The results pretty much just work and the code is very short and maintainable.
But sometimes, when it comes to algorithms, one can not avoid to work with large, mutable data structure.
In this case I was working with a large 2d array and while initiating the array I did pretty much write a straight forward implementation like this:
(defn speed-test [s]
(let [arr (make-array Double/TYPE s s)
arr-list (range s)
]
(doseq [i arr-list j arr-list]
(aset-double arr i j 10)
) arr)
)
Running the code took to my surprise about 15000 ms with a 1000x1000 array, even after improving the code a little with warn-on-reflection and warn-on-boxed.

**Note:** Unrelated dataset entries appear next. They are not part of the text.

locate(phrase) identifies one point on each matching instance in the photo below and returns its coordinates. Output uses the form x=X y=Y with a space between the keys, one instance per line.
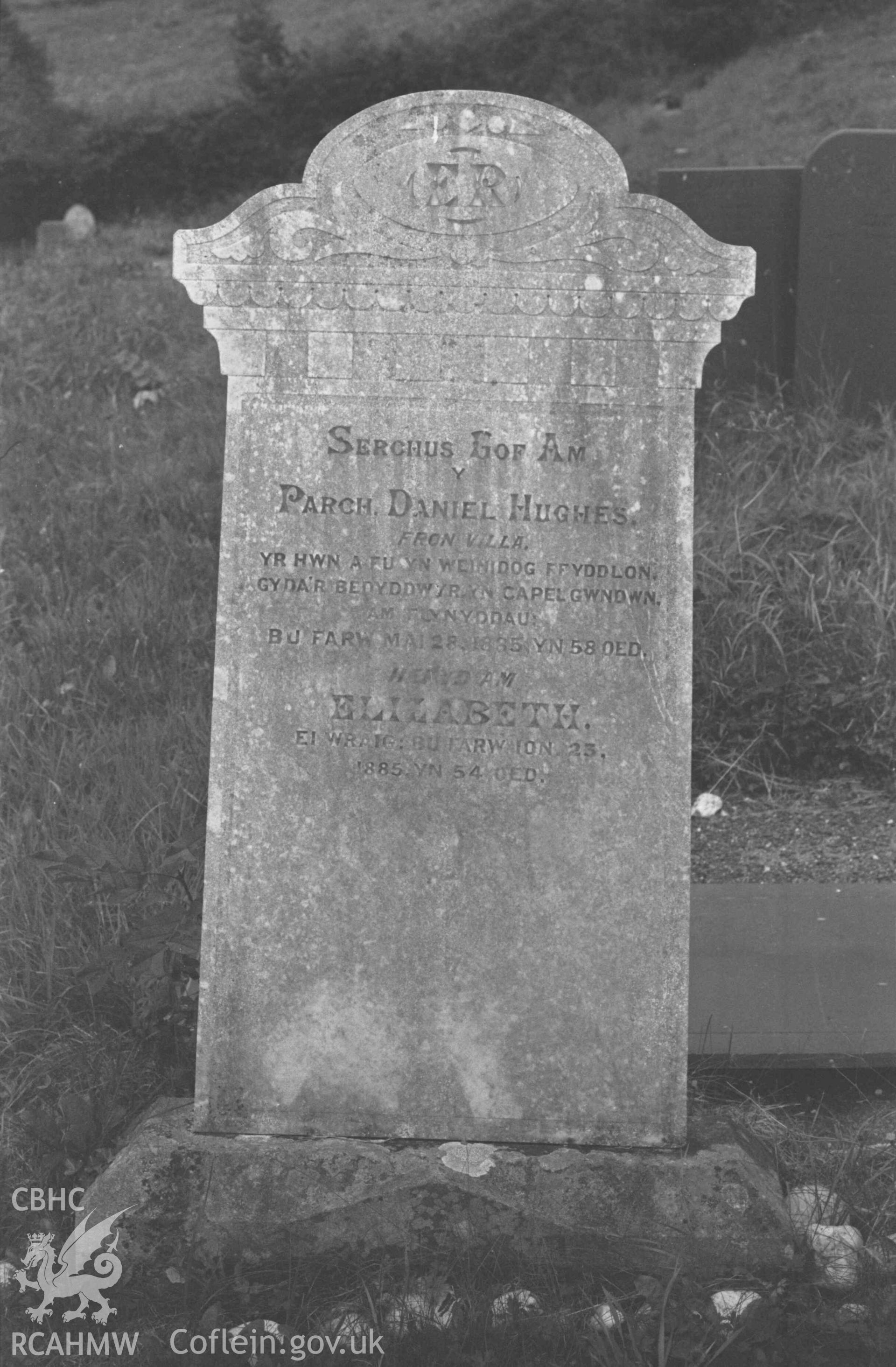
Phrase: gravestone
x=846 y=298
x=756 y=207
x=77 y=224
x=447 y=871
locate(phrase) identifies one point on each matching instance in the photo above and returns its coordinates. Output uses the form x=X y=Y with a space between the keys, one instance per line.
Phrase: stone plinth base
x=226 y=1205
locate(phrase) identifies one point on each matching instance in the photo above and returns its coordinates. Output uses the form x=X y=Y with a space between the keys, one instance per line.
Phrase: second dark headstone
x=846 y=298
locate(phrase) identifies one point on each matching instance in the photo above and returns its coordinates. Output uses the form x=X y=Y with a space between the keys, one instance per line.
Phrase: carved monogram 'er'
x=447 y=886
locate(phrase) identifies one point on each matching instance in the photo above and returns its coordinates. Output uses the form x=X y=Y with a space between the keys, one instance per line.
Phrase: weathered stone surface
x=794 y=972
x=758 y=207
x=80 y=223
x=227 y=1202
x=447 y=876
x=846 y=296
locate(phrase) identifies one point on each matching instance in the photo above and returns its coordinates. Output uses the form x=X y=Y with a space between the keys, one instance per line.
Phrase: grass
x=795 y=602
x=111 y=470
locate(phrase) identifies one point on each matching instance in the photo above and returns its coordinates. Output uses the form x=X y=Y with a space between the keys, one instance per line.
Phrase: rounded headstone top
x=80 y=223
x=463 y=181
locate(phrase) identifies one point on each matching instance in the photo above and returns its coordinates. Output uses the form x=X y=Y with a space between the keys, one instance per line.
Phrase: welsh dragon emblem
x=71 y=1279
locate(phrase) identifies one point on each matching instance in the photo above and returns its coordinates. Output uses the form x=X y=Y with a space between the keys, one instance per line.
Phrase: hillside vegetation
x=182 y=103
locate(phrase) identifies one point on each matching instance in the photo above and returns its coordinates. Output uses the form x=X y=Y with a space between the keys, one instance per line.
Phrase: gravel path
x=827 y=832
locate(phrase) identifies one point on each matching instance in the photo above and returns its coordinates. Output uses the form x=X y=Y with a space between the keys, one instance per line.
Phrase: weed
x=107 y=618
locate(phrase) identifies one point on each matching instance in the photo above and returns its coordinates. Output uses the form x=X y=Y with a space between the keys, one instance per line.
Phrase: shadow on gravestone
x=846 y=298
x=447 y=873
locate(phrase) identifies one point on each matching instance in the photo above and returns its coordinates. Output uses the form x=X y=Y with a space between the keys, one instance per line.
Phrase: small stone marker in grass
x=846 y=300
x=78 y=224
x=447 y=881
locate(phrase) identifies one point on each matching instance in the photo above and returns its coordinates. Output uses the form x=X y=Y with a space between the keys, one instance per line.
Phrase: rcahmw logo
x=61 y=1277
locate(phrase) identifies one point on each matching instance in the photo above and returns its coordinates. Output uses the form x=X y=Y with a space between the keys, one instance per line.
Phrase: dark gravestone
x=757 y=207
x=447 y=873
x=798 y=971
x=846 y=301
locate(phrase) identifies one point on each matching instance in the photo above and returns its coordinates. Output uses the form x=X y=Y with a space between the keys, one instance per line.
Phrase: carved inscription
x=417 y=632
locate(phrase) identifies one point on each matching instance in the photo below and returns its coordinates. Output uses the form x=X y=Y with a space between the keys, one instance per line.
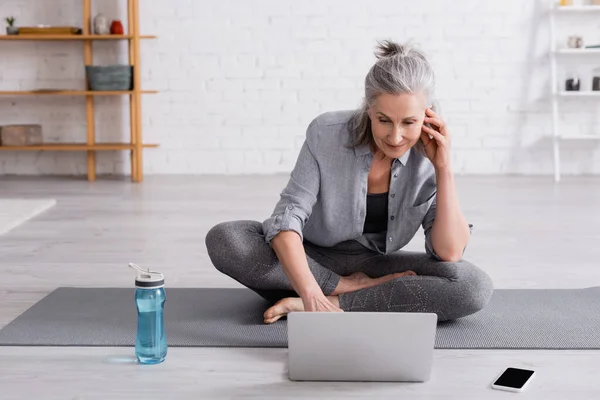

I decided to do the same stuff in java to test:
public class Main {
public static void main(String[] args) {
// write your code here
int s = 5000;
double[][] arr = new double[s][s];
System.out.println("Starting");
for (int i=0; i < s; i++) {
for (int j=0; j < s; j++) {
arr[i][j] = 88;
}
}
System.out.println("Stopping");
}
}
Same code took around 50 ms and was around 300x faster. I was going to work on much larger arrays that this test case. Oh, my..
I love the immutable data structures in clojure, but I also have learned the hard way to double check these when my stuff runs slowly.
So I pretty much reimplemented my first attempt without the immutable structures. I used recursion and trampolines to imitate the java loop as closely as possible.
(defn speed-test2 [s]
(let [arr (make-array Double/TYPE s s)
i 0
j 0]
(letfn [(inc-and-write [i j]
(cond (= s j) nil
(= s i) #(inc-and-write 0 (inc ^int j))
:else
(do
(aset-double arr i j 10)
#(inc-and-write (inc ^int i) j)
)
)
)]
(trampoline inc-and-write 0 0))
arr))
The program runs fine and there is no problems with stack traces while recursing, due to the trampoline.
But to my disappointment it was just a little faster than my first clojure attempt, and still far to slow.
After some profiling the large non-speed culprit turned out to be the aset-line in the inner loop. This was a little surprising, as it looks pretty innocent and well typed, as it even has double as a part of its name.
Taking a look at the clojure source defines this function like this:
(defn aset
"Sets the value at the index/indices. Works on Java arrays of
reference types. Returns val."
{:inline (fn [a i v] `(. clojure.lang.RT (aset ~a (int ~i) ~v)))
:inline-arities #{3}
:added "1.0"}
([array idx val]
(. Array (set array idx val))
val)
([array idx idx2 & idxv]
(apply aset (aget array idx) idx2 idxv)))
(defmacro
^{:private true}
def-aset [name method coerce]
`(defn ~name
{:arglists '([~'array ~'idx ~'val] [~'array ~'idx ~'idx2 & ~'idxv])}
([array# idx# val#]
(. Array (~method array# idx# (~coerce val#)))
val#)
([array# idx# idx2# & idxv#]
(apply ~name (aget array# idx#) idx2# idxv#))))
From this I see that is actually using Array from java.lang.reflections - so there is reflections going on here.
I wrote a java helper, like this:
and then substituted the aset-double the function with my own version.
And the voila - my clojure code ran on par with the java version. One line and a 300x speedup.
Conclusion
Using reflection might save some code lines as it gives generics for free, but in cases like this I really would prefer a specialized function, as the name indicates this already.
Hopefully the functions like aget-double and is cousins will be fixed in future clojure releases, but in the mean time I will just have to keep it in mind.